主演は『ミレニアム ドラゴン・タトゥーの女』で知られるノオミ・ラパス。彼女が演じるマリアは、農場で羊を飼いながら暮らす女性で、ある“特別な子羊”を育てることになります。夫イングヴァルを演じるのはヒルミル・スナイル・グズナソン。アイスランドの実力派俳優陣による静かで緊張感のある演技が、作品に独特の重厚さを与えています。

本作はカンヌ国際映画祭「ある視点部門」に出品され、審査員賞を受賞。国際的に高い評価を得ており、「斬新で奇妙」「恐ろしくも美しい」と評されました。

A24作品としての位置づけ

配給を手がけたのは、革新的なインディペンデント映画を次々と世に送り出すことで知られる米映画会社 A24

『ミッドサマー』『ヘレディタリー/継承』『エブリシング・エブリウェア・オール・アット・ワンス』など、ジャンル映画とアート性を融合させた作品群で熱狂的なファンを持ちます。

『LAMB/ラム』もA24らしく、ホラーやスリラーの要素を持ちながら単純に恐怖を煽るのではなく、観客に「これは何を意味しているのか?」と考えさせる余白を残しています。
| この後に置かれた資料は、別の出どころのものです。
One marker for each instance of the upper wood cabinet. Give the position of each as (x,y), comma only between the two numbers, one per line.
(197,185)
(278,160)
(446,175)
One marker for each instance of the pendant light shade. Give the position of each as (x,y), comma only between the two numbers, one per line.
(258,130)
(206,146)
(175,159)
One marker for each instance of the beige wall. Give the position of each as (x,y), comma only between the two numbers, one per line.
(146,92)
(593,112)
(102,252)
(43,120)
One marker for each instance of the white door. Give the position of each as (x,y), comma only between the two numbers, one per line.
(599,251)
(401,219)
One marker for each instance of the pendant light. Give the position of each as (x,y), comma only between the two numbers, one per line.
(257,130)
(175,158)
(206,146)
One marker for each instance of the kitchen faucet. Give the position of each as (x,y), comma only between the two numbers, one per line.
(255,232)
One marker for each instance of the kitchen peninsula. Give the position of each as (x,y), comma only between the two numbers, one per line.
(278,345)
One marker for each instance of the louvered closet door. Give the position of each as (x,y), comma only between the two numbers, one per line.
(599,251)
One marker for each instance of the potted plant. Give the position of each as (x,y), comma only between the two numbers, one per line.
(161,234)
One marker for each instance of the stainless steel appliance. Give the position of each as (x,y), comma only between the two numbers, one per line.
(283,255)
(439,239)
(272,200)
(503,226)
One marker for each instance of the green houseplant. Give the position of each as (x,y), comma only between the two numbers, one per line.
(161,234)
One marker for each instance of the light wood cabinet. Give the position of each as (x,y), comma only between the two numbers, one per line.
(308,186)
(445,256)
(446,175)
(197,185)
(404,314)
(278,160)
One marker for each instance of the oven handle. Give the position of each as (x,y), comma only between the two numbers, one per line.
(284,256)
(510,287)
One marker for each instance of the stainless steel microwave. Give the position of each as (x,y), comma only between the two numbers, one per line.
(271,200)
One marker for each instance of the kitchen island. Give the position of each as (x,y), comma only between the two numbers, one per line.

そのため、ホラー映画を期待した人からは戸惑いの声も上がりましたが、寓話的で解釈の幅が広い作品として、映画ファンの間で語り継がれる存在となっています。

あらすじ(ネタバレあり)

羊の子の誕生

アイスランドの人里離れた農場で暮らす夫婦、マリアとイングヴァル。二人は羊を飼いながら静かに生活しているが、どこかに空虚さが漂っている。

ある日、羊の出産を手伝っていた二人は、人間の赤ん坊と羊が融合したような子どもを目にする。彼らはその子を「アダ」と名付け、自分たちの娘として育て始める。

家族の幸せと不穏な影

アダは人間の子どものように服を着せられ、ベビーベッドで眠り、夫婦と共に食卓を囲む。
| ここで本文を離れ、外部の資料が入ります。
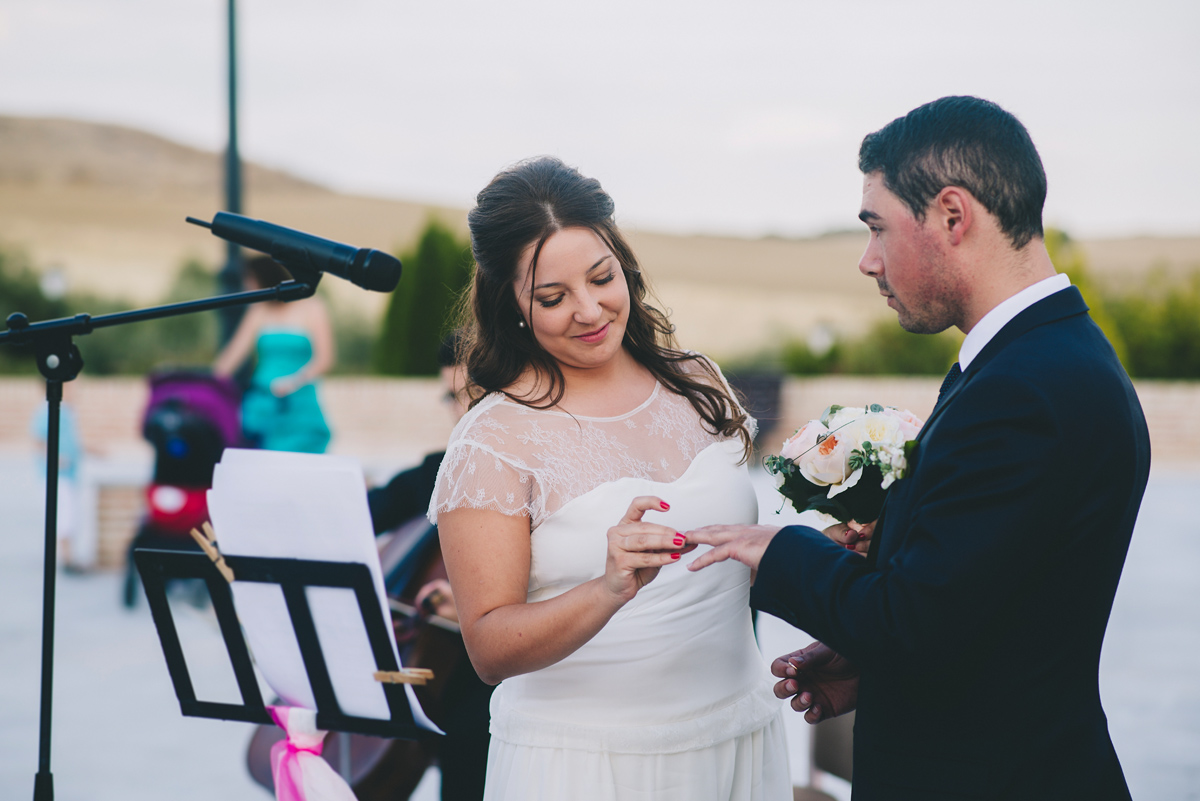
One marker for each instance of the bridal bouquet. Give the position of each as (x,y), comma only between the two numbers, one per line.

マリアにとってアダは失った母性を取り戻す存在となり、夫婦の間に再び笑顔が戻る。しかし、周囲には常に不穏な視線が漂っている。

農場の羊たちはアダを見つめ、母羊は柵の外から鳴き続ける。さらに、イングヴァルの弟ペトゥールが家を訪れたとき、彼はアダの存在に強い違和感を覚え、冷ややかな態度を見せる。

衝撃のラストシーン

物語は静かな日常を積み重ねながら進むが、やがて不可解な出来事が訪れる。アダを産んだ母羊はマリアに撃ち殺され、夫婦はアダを自分たちのものとして守り抜こうとする。

そしてクライマックス。イングヴァルとアダが散歩をしている最中、突如として羊の頭を持つ大きな人間の姿=羊男が現れる。
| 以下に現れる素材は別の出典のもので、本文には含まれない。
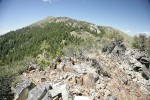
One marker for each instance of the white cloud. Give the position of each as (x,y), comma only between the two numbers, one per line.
(146,33)
(50,1)
(127,31)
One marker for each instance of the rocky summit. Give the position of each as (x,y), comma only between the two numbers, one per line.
(59,58)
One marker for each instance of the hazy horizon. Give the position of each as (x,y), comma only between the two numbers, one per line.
(129,16)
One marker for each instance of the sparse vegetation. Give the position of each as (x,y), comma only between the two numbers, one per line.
(141,42)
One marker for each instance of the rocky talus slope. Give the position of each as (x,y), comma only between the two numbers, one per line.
(96,76)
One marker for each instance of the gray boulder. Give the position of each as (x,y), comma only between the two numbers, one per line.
(60,89)
(22,89)
(38,92)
羊男はイングヴァルを銃で撃ち殺し、アダを奪い去ってしまう。

残されたマリアは荒涼とした大地に立ち尽くし、愛する娘と夫を失った現実に打ちひしがれる。映画はその姿を映し出して幕を閉じる。

感想・レビュー

アイスランドの自然が生み出す神秘性

アイスランドの大地は、この映画に独特の神秘性を与えていました。果てしなく広がる山々や霧に包まれた草原は、人の営みを小さく見せるほどの存在感を放っています。派手な演出があるわけではないのに、ただその景色が映し出されるだけで、不穏さや神話的な気配を感じさせるのです。

観ているうちに、風景そのものが物語の一部として機能しているように思え、静寂の中に潜む緊張感に自然と引き込まれていきました。

ホラーではなく寓話的な不気味さ

本作は「ホラー映画」と紹介されることもありますが、いわゆるジャンプスケアや流血シーンはほとんどありません。むしろ、静かな時間の中で少しずつ積み上がっていく違和感が観客を包み込みます。

子羊と人間の間に生まれたアダは、見た目の奇妙さよりも「なぜここにいるのか」という存在そのものが不気味で、寓話的な象徴性を強く感じさせます。A24作品に多い「恐怖よりも解釈を促す不安感」が、まさに本作の魅力でした。

静寂と余白の演出

セリフの少なさや説明を省いた演出も印象的です。観客は常に“余白”の中に意味を見出さざるを得ません。

例えば、羊男がラストに突然現れる場面。普通の映画なら伏線や説明が入るところですが、本作では観客に解釈を委ねています。この曖昧さが「解説したくなる映画」として強く記憶に残ります。

観る人を選ぶ作品

一方で、エンタメ的な起伏や明確なカタルシスを求める人には退屈に感じられるかもしれません。物語は淡々と進み、説明不足な部分も多いからです。

しかし、寓話や神話、自然と人間の関係をテーマにした作品が好きな人にとっては、心に深く刺さる映画になるでしょう。A24作品を好む層には強くおすすめできます。

解説・考察

羊の子は何を象徴しているのか?

本作の最大の謎であり象徴的存在であるのが、羊と人間の間に生まれた子ども・アダです。彼女は単なる異形の存在として描かれているのではなく、人間社会における「境界」を揺るがす存在として強い意味を持っています。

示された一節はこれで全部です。